В этот момент шкипер заставил меня вспомнить слова Дейла о моей неспособности пользоваться языком при общении с людьми, а полагаться обмен мыслями. Судовой кузнец на практике мне продемонстрировал, как это могло бы осуществляться, поэтому в самый разгар шкиперского высказывания попытался пролезть ему в голову. Но все мои попытки натыкались на непонятную преграду, которая чистым и ясным языком мне говорила, что я не вправе и не имею права доступа к информации, собранной и находящейся в данном хранилище. Я только удивился этим словам и оставил шкипер в покое, а тот схватился за голову и глазами бешеной собаки уставился на меня. Прекратил ругань и, пошатываясь, отправился в свою нору, где проводил ночи.
ххх
До момента попадания рабом на "Весеннюю Ласточку" мне никогда не приходилось бывать или плавать на морских или речных судах, самое большое в этой связи, что случалось в моей жизни, так это было катание на катерах по городской реке. Пользуясь памятью земного жителя, "Весенняя Ласточка" напоминала древнегреческую или древнеримскую военную галеру или, вернее, бирему - морское судно способное плавать под парусами или под веслами, оно было около сорока пяти метров в длину и восьми метров в ширину с двумя мачтами, по бортам судна располагались два яруса весел. На каждое весло приходилось по два гребца, каждое весло весило около восьмидесяти килограмм. Вдоль борта проходил первый верхний ярус гребцов, в котором веслами работали двадцать четыре раба, каждая пара была отделена от других пар деревянными стенками. Высота этого закутка для двух гребцов, который я назвал каморкой без крыши, была равна моему росту, если бирема находилась в спокойном положении и я стоял лицом к верхней палубе, то мои глаза сантиметров на десять были выше настила этого палубы. Что в свою очередь и вызывало известные нарекания со стороны шкипера биремы, который терпеть не мог видеть мое лицо над палубой. Нижний ярус гребцов, который также насчитывал по два раба на двенадцать весел, работали в более худшем, чем мы положении. Хотя они и имели крышу над головой и их не заплескивали морские волны или дожди, но работать им приходилось сидя в полусогнутом положении. Из-за такой работы эти рабы-гребцы имели большие проблемы с болезнями ног и непропорционального развития мускулатуры. Весла гребцов первого яруса опускались в море через уключины планшира борта биремы. Весла же гребцов второго яруса выходили в море через специальные люки с кожаными манжетами, не позволяющими морской воде проникать в трюм судна даже в сильнейший шторм.

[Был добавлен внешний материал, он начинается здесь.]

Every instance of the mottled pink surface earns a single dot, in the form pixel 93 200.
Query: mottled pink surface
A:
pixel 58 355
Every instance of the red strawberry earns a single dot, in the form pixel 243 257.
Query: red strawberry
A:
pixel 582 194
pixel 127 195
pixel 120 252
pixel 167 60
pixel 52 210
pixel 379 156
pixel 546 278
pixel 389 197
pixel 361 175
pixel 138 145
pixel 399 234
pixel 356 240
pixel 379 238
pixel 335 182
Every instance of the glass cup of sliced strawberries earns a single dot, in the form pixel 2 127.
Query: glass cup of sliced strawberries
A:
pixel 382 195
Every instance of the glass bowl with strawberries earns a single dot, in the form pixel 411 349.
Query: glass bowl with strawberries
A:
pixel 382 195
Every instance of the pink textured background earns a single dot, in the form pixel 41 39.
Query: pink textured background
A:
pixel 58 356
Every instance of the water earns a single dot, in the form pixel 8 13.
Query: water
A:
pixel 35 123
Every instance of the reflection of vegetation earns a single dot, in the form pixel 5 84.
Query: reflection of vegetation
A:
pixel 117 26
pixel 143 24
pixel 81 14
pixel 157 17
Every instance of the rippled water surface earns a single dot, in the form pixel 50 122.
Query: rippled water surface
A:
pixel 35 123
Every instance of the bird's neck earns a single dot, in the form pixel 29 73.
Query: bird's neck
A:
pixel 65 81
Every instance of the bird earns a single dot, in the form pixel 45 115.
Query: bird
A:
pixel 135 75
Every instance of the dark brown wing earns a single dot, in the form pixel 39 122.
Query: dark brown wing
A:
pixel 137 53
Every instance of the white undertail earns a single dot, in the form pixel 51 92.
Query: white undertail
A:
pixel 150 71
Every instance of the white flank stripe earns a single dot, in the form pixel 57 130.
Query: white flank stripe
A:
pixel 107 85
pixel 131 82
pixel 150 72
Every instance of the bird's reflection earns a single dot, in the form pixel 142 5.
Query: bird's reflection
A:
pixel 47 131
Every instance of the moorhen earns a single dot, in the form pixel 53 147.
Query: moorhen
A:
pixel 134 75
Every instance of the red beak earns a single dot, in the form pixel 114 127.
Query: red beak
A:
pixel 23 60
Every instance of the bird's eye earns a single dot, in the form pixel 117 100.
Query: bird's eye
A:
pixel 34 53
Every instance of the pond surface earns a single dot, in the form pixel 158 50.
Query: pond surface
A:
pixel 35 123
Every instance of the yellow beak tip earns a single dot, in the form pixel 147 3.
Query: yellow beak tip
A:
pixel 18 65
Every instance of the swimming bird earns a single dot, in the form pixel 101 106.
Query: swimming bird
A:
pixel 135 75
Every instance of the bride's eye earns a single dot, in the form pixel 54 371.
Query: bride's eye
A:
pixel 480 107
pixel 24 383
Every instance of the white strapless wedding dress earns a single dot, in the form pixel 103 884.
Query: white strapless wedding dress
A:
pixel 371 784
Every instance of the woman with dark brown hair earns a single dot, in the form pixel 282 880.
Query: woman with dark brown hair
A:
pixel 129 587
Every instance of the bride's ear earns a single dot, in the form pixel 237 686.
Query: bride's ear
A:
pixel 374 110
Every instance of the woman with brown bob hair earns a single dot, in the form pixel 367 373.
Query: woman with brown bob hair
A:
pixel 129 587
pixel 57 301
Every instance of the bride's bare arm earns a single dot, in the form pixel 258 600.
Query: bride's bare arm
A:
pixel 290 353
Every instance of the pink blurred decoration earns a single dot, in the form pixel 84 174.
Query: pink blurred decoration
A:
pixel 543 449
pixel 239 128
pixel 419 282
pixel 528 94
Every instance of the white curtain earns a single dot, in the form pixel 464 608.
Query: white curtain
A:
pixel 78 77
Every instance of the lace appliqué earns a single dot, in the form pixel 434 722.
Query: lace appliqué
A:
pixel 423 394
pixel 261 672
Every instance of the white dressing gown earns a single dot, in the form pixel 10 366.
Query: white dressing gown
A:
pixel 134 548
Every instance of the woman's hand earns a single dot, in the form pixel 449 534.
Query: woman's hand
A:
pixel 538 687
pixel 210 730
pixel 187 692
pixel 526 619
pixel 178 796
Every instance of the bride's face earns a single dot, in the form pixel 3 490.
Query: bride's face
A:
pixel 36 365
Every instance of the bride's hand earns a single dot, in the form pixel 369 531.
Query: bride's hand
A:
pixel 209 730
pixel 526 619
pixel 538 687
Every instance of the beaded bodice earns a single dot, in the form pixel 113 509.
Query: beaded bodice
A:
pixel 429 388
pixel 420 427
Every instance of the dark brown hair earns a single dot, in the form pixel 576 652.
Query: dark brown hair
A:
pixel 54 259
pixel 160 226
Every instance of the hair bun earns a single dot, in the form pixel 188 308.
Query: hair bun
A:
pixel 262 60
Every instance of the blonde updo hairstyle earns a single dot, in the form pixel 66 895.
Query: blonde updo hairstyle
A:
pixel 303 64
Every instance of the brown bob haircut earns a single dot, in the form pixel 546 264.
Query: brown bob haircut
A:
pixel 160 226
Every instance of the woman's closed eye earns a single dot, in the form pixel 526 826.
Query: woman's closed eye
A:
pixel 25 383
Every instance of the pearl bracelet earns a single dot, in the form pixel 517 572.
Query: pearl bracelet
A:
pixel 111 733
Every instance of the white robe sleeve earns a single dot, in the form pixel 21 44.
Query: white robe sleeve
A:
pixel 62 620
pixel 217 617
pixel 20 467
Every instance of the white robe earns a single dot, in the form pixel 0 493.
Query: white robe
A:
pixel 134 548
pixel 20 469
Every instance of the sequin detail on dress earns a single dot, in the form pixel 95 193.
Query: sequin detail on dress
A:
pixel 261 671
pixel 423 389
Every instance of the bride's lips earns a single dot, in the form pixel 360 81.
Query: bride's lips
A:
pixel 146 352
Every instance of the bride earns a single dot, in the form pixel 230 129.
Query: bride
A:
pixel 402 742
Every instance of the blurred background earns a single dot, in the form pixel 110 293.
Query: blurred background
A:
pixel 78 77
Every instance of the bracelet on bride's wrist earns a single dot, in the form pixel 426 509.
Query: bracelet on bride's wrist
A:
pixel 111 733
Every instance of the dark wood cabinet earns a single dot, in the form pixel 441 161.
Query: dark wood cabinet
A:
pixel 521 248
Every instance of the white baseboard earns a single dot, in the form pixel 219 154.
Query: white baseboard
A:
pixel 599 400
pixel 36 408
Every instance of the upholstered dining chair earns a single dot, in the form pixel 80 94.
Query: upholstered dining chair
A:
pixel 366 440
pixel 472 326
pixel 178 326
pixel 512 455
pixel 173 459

"Весенняя Ласточка" была крепко сбитым, но быстроходным судном, стремительной и весьма грациозной в движении. При попутном ветре с двумя поднятыми парусами, она делала двадцать пять узлов в час, очень большая скорость по тем временам. Когда же бирема шла под веслами, то ее скорость равнялась двенадцати-тринадцати узлам. Иногда она казалась мне одушевленным существом, слушалась малейшего приказания шкипера и действий палубной команды, умела мгновенно замирать на месте и стремительно уноситься вперед только по движению брови шкипера. Даже в сильнейший шторм, бирема "Весенняя Ласточка", не вступая в прямую борьбу с волнами и ветром, отлично слушалась штурвала, не трещала шпангоутами и не скрипела форштевнем, а сливалась с мощью шторма и становилась его неотъемлемой частью. Она то взлетала на вершину волны, то опускалась в глубины, провалы между валов с тем, чтобы вновь и вновь взлетать на вершину пенящегося морского вала. Бирема была полна жизни и не отказывалась делиться своими частичками со всеми, кто составлял ее экипаж и, в частности, с нами - рабами гребцами.